Catharine A. MacKinnon is Elizabeth A. Long Professor of Law at the University of Michigan and James Barr Ames Visiting Professor of Law at Harvard Law School (long-term). She holds a B.A. from Smith College, a J.D. from Yale Law School, and a Ph.D. in political science from Yale, specializing in equality issues, especially sex equality, under international and domestic (including comparative, constitutional, and criminal) law and in political theory.

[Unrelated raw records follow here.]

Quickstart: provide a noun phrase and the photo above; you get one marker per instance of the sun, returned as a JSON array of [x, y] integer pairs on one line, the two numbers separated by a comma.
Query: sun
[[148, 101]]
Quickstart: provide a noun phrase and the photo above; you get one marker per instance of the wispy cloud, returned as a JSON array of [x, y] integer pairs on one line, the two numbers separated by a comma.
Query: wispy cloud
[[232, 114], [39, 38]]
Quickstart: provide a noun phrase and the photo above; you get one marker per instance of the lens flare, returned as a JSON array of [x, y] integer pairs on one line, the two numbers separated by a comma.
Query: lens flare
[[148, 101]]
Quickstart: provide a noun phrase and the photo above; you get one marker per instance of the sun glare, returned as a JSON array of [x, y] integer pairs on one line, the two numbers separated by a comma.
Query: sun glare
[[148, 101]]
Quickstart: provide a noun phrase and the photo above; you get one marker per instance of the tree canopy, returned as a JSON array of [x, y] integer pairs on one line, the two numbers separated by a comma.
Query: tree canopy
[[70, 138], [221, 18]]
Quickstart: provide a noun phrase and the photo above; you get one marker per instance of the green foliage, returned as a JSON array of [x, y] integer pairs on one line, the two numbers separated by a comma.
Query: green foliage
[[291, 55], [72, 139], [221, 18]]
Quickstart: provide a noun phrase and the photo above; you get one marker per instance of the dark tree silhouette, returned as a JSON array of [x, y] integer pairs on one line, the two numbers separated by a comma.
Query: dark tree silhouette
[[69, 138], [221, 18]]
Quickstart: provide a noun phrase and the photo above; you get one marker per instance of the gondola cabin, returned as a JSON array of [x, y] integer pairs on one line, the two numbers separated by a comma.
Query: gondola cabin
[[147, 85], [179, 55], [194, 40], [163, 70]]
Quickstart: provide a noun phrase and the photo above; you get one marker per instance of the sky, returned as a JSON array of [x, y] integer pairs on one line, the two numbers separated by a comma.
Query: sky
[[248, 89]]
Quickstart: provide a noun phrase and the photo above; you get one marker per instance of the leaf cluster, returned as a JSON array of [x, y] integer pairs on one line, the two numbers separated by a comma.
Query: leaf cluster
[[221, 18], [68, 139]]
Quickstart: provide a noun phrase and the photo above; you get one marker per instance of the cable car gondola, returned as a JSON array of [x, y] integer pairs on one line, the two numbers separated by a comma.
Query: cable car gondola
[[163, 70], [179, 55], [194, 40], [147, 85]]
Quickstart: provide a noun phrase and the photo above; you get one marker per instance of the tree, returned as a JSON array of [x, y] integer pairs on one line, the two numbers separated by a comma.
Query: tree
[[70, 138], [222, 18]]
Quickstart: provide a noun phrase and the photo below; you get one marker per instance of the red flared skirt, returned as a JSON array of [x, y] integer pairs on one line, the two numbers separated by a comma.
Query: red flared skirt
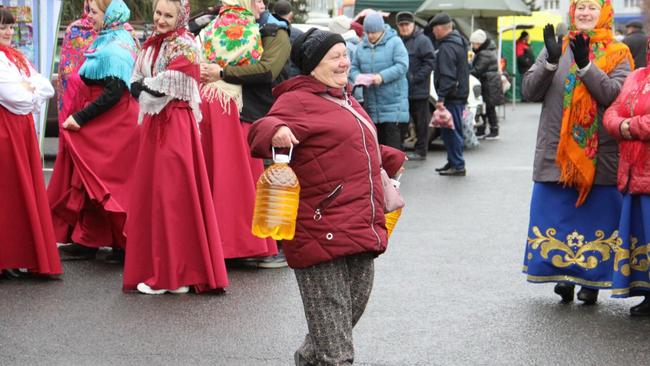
[[233, 174], [89, 188], [26, 234], [173, 237]]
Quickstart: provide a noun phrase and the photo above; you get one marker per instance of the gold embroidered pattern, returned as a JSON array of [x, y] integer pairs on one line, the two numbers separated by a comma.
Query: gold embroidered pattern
[[576, 250], [638, 260]]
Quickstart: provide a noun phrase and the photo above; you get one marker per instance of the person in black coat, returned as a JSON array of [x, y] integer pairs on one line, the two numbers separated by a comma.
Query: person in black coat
[[637, 41], [421, 63], [485, 67], [451, 80]]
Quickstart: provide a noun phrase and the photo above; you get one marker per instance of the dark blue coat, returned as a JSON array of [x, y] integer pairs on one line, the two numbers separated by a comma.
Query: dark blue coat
[[387, 102]]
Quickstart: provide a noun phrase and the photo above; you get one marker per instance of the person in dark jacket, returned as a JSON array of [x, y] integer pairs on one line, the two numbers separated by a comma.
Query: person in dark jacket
[[421, 63], [257, 80], [451, 78], [525, 55], [637, 41], [485, 67], [340, 227]]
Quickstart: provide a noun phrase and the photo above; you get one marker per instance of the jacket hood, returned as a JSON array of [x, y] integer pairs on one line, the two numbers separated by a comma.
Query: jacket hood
[[487, 45], [309, 84], [455, 38], [415, 33], [388, 34]]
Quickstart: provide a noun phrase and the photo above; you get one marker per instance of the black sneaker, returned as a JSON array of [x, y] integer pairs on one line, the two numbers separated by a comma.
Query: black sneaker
[[493, 135], [415, 156], [443, 168], [480, 133], [71, 252], [453, 172], [588, 296], [565, 290]]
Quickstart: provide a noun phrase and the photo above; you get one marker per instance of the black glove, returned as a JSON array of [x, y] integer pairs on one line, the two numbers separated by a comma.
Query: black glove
[[580, 49], [136, 89], [553, 45]]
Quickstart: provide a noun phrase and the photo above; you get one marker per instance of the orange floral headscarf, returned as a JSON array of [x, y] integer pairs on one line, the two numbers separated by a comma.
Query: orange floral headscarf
[[577, 151]]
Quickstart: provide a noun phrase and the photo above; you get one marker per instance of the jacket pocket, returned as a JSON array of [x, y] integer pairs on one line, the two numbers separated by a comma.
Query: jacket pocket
[[325, 202]]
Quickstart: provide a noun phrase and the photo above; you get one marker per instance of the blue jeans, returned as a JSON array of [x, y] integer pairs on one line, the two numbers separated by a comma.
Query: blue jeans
[[453, 139]]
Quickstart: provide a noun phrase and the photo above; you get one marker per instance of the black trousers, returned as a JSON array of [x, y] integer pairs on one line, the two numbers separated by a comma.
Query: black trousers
[[490, 118], [388, 133], [421, 115]]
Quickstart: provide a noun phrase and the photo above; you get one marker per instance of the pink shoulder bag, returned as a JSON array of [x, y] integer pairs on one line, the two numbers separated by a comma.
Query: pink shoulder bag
[[392, 197]]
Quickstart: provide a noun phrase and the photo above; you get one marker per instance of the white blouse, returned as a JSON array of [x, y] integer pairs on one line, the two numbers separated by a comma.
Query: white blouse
[[16, 98]]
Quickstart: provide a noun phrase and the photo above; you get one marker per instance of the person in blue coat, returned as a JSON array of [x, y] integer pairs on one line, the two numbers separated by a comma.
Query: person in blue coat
[[382, 57]]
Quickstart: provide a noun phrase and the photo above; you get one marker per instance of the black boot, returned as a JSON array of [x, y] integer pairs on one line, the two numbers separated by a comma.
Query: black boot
[[443, 168], [565, 290], [11, 274], [75, 251], [643, 309], [299, 360], [116, 256], [588, 296]]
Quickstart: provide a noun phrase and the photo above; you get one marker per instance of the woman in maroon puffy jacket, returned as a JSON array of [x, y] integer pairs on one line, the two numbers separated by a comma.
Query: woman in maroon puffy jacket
[[628, 119], [340, 226]]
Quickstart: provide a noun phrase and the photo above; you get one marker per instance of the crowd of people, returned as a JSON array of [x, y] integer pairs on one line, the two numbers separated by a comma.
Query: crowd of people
[[161, 145]]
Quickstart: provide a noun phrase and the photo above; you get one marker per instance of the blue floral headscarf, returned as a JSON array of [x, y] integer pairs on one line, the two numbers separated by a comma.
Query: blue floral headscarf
[[113, 52]]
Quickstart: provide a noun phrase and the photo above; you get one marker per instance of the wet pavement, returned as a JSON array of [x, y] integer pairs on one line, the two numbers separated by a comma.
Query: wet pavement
[[449, 291]]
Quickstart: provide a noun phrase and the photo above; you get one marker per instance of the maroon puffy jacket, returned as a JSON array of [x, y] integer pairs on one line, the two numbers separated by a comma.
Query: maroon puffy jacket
[[633, 179], [337, 165]]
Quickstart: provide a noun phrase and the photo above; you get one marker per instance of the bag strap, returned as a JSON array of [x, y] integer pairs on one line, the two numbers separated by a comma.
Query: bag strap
[[348, 106]]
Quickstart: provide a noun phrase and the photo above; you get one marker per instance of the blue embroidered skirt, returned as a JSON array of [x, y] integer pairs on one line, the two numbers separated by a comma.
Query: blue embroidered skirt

Professor MacKinnon pioneered the legal claim for sexual harassment and, with Andrea Dworkin, created ordinances recognizing pornography as a civil rights violation and proposed the Swedish model for abolishing prostitution. The Supreme Court of Canada has largely accepted her approaches to equality, pornography, and hate speech, which have been influential internationally as well. Representing Bosnian women survivors of Serbian genocidal sexual atrocities, she won with co-counsel a damage award of $745 million in August 2000 in Kadic v. Karadzic under the Alien Tort Act, the first legal recognition of rape as an act of genocide.

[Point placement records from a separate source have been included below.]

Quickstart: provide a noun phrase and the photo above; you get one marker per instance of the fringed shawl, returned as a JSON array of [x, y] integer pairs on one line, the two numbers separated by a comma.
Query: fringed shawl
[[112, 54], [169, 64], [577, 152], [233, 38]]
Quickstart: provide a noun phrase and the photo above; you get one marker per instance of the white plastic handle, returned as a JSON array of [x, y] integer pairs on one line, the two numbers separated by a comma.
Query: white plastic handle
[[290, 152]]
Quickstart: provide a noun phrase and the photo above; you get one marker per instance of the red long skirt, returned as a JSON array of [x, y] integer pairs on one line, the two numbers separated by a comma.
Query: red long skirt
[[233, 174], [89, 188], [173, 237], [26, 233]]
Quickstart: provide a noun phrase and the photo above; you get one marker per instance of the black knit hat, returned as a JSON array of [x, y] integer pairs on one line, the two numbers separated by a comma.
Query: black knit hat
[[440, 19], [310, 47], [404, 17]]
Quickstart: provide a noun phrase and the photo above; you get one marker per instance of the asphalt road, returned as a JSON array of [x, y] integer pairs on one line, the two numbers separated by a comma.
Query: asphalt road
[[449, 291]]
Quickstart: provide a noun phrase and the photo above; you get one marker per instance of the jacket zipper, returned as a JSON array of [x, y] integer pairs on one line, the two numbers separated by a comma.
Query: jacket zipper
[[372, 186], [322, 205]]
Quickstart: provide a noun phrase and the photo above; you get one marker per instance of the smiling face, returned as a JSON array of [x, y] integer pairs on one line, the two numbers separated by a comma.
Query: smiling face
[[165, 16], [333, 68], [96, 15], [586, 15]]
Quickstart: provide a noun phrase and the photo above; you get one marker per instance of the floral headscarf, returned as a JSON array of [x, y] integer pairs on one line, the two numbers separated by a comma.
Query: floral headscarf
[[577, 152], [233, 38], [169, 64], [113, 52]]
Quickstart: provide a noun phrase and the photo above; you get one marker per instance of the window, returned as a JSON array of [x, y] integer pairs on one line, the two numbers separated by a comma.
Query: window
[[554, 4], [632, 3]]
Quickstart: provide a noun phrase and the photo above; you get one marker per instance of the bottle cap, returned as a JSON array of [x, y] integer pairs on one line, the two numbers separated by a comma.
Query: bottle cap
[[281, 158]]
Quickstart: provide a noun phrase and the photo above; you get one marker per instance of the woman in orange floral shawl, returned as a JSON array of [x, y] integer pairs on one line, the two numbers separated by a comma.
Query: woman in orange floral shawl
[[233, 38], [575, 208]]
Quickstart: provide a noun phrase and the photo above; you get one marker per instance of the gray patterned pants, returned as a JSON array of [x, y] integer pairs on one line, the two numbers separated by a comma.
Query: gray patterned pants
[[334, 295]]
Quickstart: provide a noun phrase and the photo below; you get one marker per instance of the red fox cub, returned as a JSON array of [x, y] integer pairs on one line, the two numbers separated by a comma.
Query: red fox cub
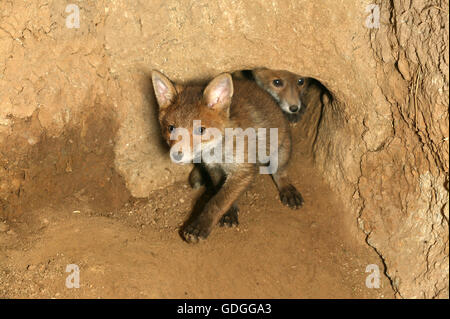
[[292, 92], [190, 113]]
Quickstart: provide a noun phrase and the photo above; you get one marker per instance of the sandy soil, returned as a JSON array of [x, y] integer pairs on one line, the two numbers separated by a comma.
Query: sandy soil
[[136, 252]]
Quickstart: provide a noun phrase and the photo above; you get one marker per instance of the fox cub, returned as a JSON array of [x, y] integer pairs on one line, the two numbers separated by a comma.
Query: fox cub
[[223, 104], [292, 92]]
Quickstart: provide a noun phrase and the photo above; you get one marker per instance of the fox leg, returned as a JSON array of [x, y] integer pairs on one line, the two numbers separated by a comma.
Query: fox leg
[[235, 184], [289, 195], [230, 218]]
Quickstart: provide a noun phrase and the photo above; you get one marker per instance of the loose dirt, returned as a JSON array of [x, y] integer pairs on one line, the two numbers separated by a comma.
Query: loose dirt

Among the schools at which she has taught are Yale, Stanford, Minnesota, Chicago, Osgoode Hall (York University, Canada), Basel (Switzerland), Hebrew University (Jerusalem), and Columbia. She was awarded residential fellowships at the Institute for Advanced Study, Stanford, the Wissenschaftskolleg zu Berlin, and the University of Cambridge, UK.

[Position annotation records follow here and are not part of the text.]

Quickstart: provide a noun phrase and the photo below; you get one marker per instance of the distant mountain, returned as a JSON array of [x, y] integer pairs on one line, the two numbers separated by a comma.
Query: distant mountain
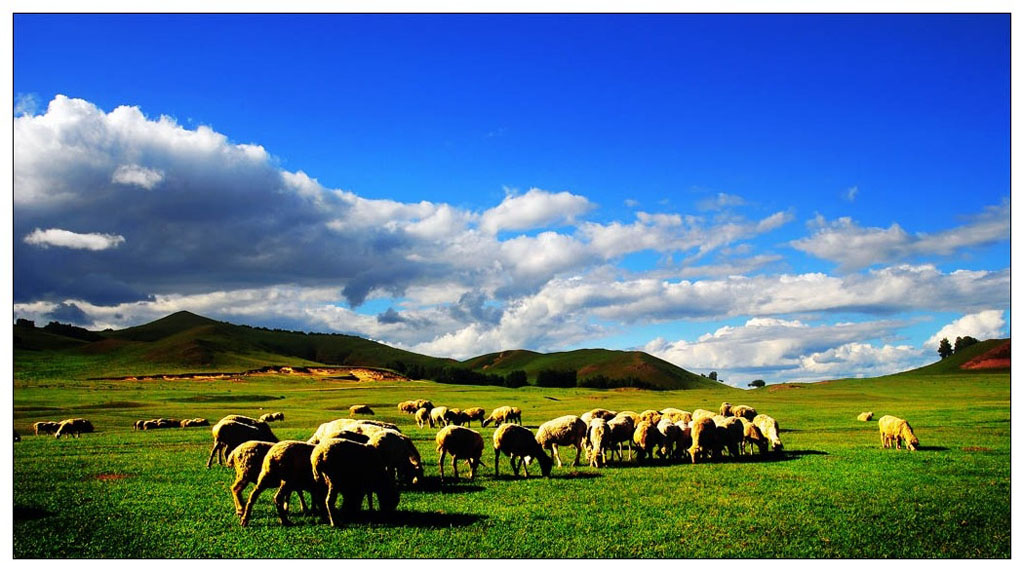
[[186, 342]]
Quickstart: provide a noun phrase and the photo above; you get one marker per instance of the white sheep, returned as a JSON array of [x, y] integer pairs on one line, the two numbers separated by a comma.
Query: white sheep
[[460, 442], [519, 442], [288, 466], [565, 431], [352, 470]]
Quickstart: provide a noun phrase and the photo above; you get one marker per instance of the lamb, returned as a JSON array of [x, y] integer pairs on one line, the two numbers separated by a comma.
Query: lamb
[[730, 434], [229, 433], [74, 426], [598, 439], [517, 441], [288, 466], [647, 440], [705, 440], [247, 459], [565, 431], [474, 413], [46, 427], [894, 430], [460, 442], [744, 411], [360, 409], [769, 428], [400, 457], [353, 470]]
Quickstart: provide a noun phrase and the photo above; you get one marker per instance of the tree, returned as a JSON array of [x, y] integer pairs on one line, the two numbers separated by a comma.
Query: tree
[[945, 350]]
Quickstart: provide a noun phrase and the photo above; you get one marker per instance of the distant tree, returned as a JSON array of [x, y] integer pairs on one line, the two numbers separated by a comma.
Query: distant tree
[[945, 350]]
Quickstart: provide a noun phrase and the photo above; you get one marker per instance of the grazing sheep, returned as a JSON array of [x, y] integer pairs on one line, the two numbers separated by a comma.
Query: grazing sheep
[[423, 418], [353, 470], [598, 439], [334, 429], [894, 430], [229, 433], [247, 459], [288, 466], [517, 441], [462, 443], [74, 426], [597, 413], [621, 431], [705, 439], [650, 415], [437, 416], [753, 436], [46, 427], [474, 413], [565, 431], [730, 434], [676, 415], [399, 455], [744, 411], [647, 440], [769, 428]]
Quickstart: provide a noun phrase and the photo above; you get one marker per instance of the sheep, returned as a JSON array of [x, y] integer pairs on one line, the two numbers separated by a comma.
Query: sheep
[[437, 416], [597, 413], [228, 434], [46, 427], [744, 411], [288, 466], [460, 442], [399, 455], [331, 430], [565, 431], [676, 415], [730, 434], [753, 436], [704, 433], [517, 441], [353, 470], [598, 439], [74, 426], [769, 428], [893, 430], [621, 431], [650, 415], [474, 413], [423, 418], [647, 440], [247, 459]]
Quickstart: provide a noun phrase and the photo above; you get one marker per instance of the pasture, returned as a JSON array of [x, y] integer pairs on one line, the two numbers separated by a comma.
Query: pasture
[[834, 493]]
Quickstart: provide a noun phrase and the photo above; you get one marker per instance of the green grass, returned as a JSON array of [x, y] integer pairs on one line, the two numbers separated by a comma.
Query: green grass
[[835, 493]]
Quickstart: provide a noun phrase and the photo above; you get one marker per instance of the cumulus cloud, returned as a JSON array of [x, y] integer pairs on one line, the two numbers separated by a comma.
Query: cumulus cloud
[[982, 325], [75, 240], [853, 247]]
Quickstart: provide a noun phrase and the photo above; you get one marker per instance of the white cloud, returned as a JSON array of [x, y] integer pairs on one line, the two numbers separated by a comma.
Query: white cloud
[[74, 240], [982, 325]]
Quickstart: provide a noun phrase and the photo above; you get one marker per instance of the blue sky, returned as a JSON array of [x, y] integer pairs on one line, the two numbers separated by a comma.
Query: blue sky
[[779, 196]]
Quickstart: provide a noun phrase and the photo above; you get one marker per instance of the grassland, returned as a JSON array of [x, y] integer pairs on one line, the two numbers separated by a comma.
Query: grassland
[[835, 493]]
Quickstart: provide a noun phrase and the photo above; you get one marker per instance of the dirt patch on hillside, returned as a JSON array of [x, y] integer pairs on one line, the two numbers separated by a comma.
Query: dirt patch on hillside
[[995, 358]]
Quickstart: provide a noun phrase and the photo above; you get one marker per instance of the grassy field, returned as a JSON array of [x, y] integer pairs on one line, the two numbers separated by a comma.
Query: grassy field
[[835, 493]]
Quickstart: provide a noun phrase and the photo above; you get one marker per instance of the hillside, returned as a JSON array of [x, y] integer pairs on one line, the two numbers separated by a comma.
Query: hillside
[[184, 342]]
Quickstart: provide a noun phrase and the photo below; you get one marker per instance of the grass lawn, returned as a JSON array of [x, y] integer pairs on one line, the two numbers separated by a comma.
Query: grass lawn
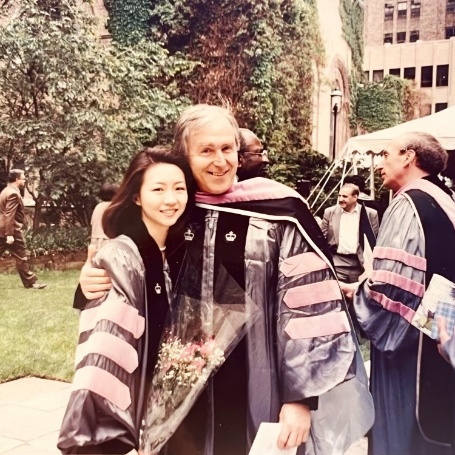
[[38, 328]]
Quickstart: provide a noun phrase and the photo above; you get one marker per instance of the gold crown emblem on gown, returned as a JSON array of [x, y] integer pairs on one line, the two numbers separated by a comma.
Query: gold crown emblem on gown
[[189, 235], [230, 237]]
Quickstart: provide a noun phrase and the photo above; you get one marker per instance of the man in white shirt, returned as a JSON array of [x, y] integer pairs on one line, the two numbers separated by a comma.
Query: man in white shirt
[[350, 230]]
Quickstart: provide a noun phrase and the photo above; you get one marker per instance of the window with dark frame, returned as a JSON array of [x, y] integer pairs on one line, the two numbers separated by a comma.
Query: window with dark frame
[[426, 76], [413, 36], [378, 75], [402, 9], [388, 38], [425, 110], [401, 37], [415, 8], [442, 76], [409, 73], [440, 107], [388, 11]]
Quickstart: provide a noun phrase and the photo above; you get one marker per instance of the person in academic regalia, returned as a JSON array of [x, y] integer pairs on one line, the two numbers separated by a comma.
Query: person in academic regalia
[[120, 333], [298, 364], [412, 385]]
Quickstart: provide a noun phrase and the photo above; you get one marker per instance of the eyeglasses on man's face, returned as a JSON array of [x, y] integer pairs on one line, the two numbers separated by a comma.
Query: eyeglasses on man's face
[[263, 152]]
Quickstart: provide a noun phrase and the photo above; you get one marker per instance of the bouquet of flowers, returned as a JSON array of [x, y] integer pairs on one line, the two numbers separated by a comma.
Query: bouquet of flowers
[[199, 336]]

Professor MacKinnon’s thirteen scholarly books include Sexual Harassment of Working Women (1979), Feminism Unmodified (1987), Toward a Feminist Theory of the State (1989), Only Words (1993), Women’s Lives, Men’s Laws (2005), Are Women Human? (2006), the casebook Sex Equality (2001/2007/2016), and Traite, Prostitution, Inegalité (2014). Her latest book, Butterfly Politics (April, 2017), proposes a theory of social change through law by strategic reflection on a collection of interventions spanning forty years. She is widely published in scholarly journals, the popular press, and many languages, of which she is competent in three in addition to English.
Professor MacKinnon practices law, consults nationally and internationally on legislation, litigation, and activism, and works regularly with the Coalition Against Trafficking in Women (CATW), and The ERA Coalition. Serving as the first Special Gender Adviser to the Prosecutor of the International Criminal Court (The Hague) from 2008 to 2012, she helped implement her concept “gender crime.” In 2014, she was awarded the Ruth Bader Ginsburg Lifetime Achievement Award by the Women’s Section of the American Association of Law Schools, and is an elected member of the American Law Institute (ALI).
Empirical studies document that Professor MacKinnon is among the most widely-cited legal scholars in the English language and the most widely-cited woman.